Rule-making power of board.—The State Board of Equalization is given power in the general enabling provision of Section 24.25 of the Alcoholic Beverage Control Act (predecessor to Section 32212 of this code) to prescribe the manner in which the taxpayer must furnish proof in rebuttal of the presumption provided in Section 24.2 of the act (predecessor to this section) and this power is not limited by Section 24.2, but is in addition to it. As part of such manner of proof the board can prescribe the time at which data on which the taxpayer relies must be furnished to it. American Distilling Co. v. Johnson, (1955) 132 Cal.App.2d 73.

32212. Exemptions; brandy.
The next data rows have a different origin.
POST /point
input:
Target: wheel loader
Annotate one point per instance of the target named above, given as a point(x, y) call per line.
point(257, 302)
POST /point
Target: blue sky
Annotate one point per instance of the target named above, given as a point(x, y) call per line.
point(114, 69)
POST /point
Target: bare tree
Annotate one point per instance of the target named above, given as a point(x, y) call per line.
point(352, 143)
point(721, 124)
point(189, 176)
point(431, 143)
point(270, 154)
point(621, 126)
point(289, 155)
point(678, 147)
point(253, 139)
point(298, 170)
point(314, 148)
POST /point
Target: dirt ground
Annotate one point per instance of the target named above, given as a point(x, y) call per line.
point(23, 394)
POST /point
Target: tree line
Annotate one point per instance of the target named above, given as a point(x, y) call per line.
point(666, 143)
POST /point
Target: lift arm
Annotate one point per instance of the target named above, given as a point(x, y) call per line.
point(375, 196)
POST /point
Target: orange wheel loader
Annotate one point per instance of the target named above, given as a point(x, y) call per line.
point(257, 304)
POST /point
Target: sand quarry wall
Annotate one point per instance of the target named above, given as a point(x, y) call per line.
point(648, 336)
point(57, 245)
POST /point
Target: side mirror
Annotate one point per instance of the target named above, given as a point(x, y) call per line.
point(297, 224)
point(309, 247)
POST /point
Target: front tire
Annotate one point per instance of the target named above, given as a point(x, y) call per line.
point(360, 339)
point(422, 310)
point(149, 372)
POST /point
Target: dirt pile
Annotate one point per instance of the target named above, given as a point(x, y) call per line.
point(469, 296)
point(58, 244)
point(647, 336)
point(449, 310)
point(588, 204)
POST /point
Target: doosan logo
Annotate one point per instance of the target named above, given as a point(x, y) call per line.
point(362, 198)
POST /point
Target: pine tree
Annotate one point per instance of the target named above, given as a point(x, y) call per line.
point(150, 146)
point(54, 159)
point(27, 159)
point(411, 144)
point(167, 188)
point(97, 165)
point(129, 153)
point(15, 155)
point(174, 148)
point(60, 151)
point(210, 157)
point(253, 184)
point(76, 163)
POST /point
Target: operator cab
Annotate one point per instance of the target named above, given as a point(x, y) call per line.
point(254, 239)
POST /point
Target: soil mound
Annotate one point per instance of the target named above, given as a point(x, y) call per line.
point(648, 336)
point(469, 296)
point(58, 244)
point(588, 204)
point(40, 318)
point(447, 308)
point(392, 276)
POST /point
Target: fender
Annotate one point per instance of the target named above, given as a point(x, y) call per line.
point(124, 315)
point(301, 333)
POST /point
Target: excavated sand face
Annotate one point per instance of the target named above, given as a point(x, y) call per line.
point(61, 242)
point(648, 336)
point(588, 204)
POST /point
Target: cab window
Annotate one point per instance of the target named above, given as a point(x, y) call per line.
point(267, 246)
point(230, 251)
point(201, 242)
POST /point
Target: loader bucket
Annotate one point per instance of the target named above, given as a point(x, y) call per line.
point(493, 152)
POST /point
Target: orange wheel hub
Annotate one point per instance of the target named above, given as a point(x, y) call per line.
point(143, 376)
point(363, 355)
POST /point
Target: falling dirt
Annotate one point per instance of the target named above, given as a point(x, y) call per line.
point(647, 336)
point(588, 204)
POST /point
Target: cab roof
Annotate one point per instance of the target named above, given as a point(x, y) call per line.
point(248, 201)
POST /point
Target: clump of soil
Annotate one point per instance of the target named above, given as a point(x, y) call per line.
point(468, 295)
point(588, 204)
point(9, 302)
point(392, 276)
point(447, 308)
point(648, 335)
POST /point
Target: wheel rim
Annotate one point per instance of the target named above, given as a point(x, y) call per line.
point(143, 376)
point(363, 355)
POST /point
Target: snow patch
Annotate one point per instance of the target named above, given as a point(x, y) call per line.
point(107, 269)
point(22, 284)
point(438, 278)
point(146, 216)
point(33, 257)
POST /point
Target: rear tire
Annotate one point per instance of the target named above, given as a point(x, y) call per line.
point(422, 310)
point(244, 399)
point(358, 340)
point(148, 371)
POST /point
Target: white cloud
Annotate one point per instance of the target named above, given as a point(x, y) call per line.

The tax is not imposed upon any distilled spirits specifically mentioned in subdivisions (a) to (f), inclusive, of Section 32211.

The tax is not imposed upon the sale of brandy to a licensee of another state pursuant to the provisions of Section 23108 of the Business and Professions Code.

Any claim for exemption from taxes under Section 32211 shall be made to the board in such manner as the board shall prescribe.

Forfeiture of exemption.—The authority given the State Board of Equalization in Section 24.25 of the Alcoholic Beverage Control Act (predecessor of this section) to make binding rules as to the manner of claiming an excise tax exemption extends to the whole procedure applicable to the claiming of such exemption, and by failing to comply with the provision of rule 54a (now rule 2563) of the board, requiring the filing of SBE Form 260 at the time of sale for proof of sales exported in vehicles owned by the purchaser, the taxpayer forfeited its claim of exemption, notwithstanding the fact that it furnished to the board proof of exportation upon said form prior to the hearing on the petition for redetermination of the additional tax. American Distilling Co. v. Johnson, (1955) 132 Cal.App.2d 73.

32213. Sales to passenger common carriers exempt. Whenever distilled spirits are sold by manufacturers, rectifiers, importers, or wholesalers to common carriers engaged in interstate or foreign passenger service for use or sale by the carriers partly within the State and partly without the State on board boats, trains, or airplanes, or to persons licensed to sell distilled spirits on board such boats, trains, or airplanes, the tax shall not be levied on the sales made by manufacturers, rectifiers, importers, or wholesalers.

Back to top


32214. Credit; use in food products. If taxes have been paid on distilled spirits sold to a person who holds a permit and identification number authorizing the filing of a claim for drawback of federal distilled spirits excise taxes under the Federal Non-Beverage Drawback Regulations and the distilled spirits have been used in the manufacture of food products, the taxpayer may claim and shall be allowed credit with respect to the taxes in any report or return made under this part.

History.—Added by Stats. 1963, p. 2295, in effect September 20, 1963.